In the interest of full disclosure, I should say that I saw the kudos recently at midday on a weekday (when many, including myself, should have been working), on a cable TV show (“Modern Marvels,” not a giant in TV ratings), on a cable TV network (the History Channel, Channel 621 where I live … way up there in the cable channel numbers), and it was an episode dating back to 2006 (talk about reruns of reruns).

But even though the “Modern Marvels” episode on supermarkets was seven years old (and a few folks quoted are long gone from their positions), the point is that cold storage was accorded attention for the first third of the hour-long show before moving to customer conveniences and enticements.

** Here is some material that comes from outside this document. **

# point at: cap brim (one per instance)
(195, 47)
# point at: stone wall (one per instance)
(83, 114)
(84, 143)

From the episode we learn that one-third of the energy for refrigeration in the United States is used by supermarkets, that frozen food should be kept at -15°F, that food transportation vehicles have 4,000 Btu, that milk and cheese need very precise cooling temperatures to stay safe, etc.

That’s pretty familiar territory to those who work in the refrigeration sector, especially those who deal with supermarket refrigeration. But it was good that a program designed for a general audience gave so much attention to the importance of the technology.

And, frankly, what service contractors and technicians are able to do when it comes to cooling and freezing is truly a modern marvel.